第231回:『親鸞「四つの謎」を解く』 梅原 猛

レーティング:★★★★★★★

前回の投稿からかなり時間が空いてしまい、この間は仕事がやたら忙しく、またコロナ対応などでかなりイレギュラーなライフスタイルになっていました。本書は地元の図書館で借りてきたものですが、地元の図書館もかれこれ1ヵ月ほど完全に閉鎖されており、オンラインの予約受付なども停止しています。地元の本屋に5月4日に行ってきましたが、コロナ感染者数が減ってきていること、陽気が良いことを背景にかなりの人が立ち読みをしていました。ゆっくり本屋で本を見たいところではありますが、雑誌を1冊だけ買って早々に帰ってきました。

ニュースを見ていると東京を始めとして全国で外出自粛が浸透し、GWの人出はかつてないほどの少なさであったようです。感染者数は全国的に目に見えて減ってきていますが、早く学校もビジネスも正常化するとよいと思います。ただ、出張等は数か月は原則禁止になるでしょうし、かなりの影響が本年いっぱい、場合によっては来年にも残っていきそうです。

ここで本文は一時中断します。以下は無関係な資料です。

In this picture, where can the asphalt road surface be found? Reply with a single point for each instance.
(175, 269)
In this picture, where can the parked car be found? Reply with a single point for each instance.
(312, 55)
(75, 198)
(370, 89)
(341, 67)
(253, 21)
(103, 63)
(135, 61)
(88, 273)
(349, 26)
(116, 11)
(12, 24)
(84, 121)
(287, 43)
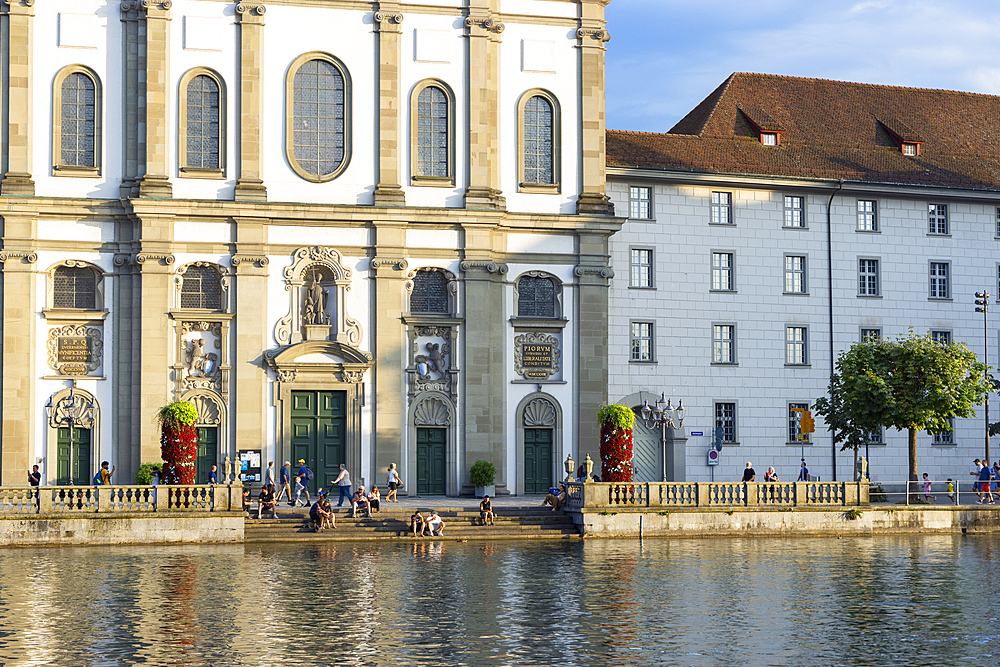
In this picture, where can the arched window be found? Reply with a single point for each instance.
(74, 287)
(318, 117)
(432, 129)
(76, 126)
(537, 296)
(538, 116)
(430, 293)
(202, 123)
(201, 288)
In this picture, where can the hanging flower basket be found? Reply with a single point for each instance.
(616, 443)
(178, 442)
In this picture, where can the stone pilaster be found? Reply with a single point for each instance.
(147, 67)
(17, 178)
(483, 30)
(390, 136)
(591, 37)
(593, 282)
(18, 352)
(485, 383)
(388, 271)
(250, 321)
(250, 183)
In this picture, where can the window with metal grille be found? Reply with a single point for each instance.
(725, 418)
(538, 141)
(795, 212)
(318, 134)
(201, 288)
(78, 118)
(937, 218)
(203, 123)
(432, 133)
(430, 293)
(536, 297)
(74, 288)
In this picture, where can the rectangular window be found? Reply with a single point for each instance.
(725, 418)
(642, 341)
(941, 337)
(795, 274)
(723, 343)
(945, 438)
(795, 212)
(867, 215)
(871, 335)
(639, 203)
(722, 208)
(937, 218)
(868, 282)
(641, 274)
(722, 271)
(939, 288)
(794, 420)
(796, 339)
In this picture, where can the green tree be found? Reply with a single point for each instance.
(911, 383)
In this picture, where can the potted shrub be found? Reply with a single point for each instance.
(482, 477)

そんな中ちびちびと読んできたのが本書、前回に続いて親鸞モノです。梅原 猛さんの著作は本当に面白く本ブログでも何度もレビューしてきましたが、まだ読んだことのない一冊がたまたま図書館で目に入ったものです。文庫版で借りていますが平成29年5月、単行本としては2014年10月刊行ということですから、梅原さんの実質的な遺作に近い位置づけではないかと思います(梅原さんは2019年没)。『歎異抄』(唯円)を旧制中学4年から繰り返し、繰り返し読んでこられたという梅原さんの深い思索と取材が詰まった本であり、タイトルにあるとおり謎が設定され、それを解き明かしていく、という流れになっています。

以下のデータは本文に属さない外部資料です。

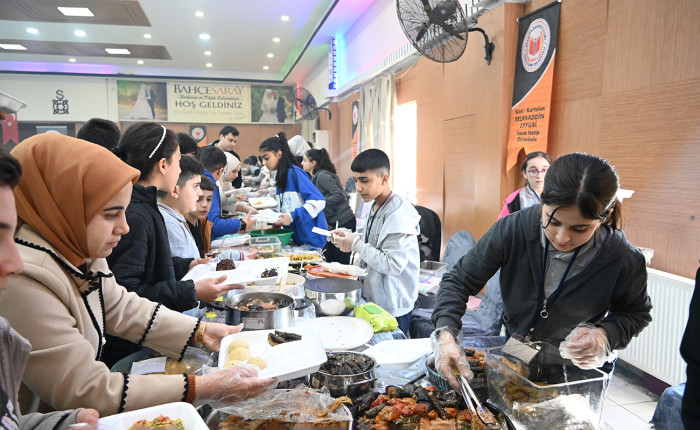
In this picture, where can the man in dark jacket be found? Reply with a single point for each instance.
(228, 138)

ここからは若干のネタバレを含みますが4つの謎は、それぞれ次のものです。1.出家の謎、2.法然門下入門の謎、3.結婚の謎、4.悪の自覚の謎、というものでどれも大変興味深いものです。それぞれに対して一定の結論が出されていき、その答えが正しいのかどうかというのは色々と議論があるものと思います。個人的には4.は親族というか出自を理由とした答えになっていますが、本当にそれだけなのだろうかという感じがしています。いずれにせよ、一貫して流れているのは『正明伝』という浄土真宗やその研究者から一貫して偽書扱いされてきた伝記(覚如の長子である存覚)をベースに謎解きが展開され、その多くはとても説得力があり、親鸞の生きた時代の困難さや祈り、喜びや深い人間性が感じられてきて本当に味わい深い一作となっています。

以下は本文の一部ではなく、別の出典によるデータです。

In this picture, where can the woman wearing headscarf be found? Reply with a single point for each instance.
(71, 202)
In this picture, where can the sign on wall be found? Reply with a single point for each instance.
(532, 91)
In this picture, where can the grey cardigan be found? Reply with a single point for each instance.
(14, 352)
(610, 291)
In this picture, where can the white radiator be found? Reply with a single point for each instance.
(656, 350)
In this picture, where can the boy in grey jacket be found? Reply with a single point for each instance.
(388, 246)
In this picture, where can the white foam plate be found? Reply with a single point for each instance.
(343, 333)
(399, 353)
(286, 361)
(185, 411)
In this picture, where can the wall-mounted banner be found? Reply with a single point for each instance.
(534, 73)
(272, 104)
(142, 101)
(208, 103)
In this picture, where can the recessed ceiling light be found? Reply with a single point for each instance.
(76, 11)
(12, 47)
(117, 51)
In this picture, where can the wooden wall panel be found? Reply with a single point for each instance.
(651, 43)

また本書の成立には梅原さんがおかれていた最晩年という人生のステージも大きく寄与しています。特に、悪人正機説についてついて考察を深めていく最終部、「二種廻向」、すなわち「往相廻向」と「還相(げんそう)廻向」の下りはとても味わい深く、半分は著者の心の痛切な叫びを聞いているような切なさがあります。梅原さんの数多くの著作の中でもとりわけ素晴らしい1冊ではないかと思いました。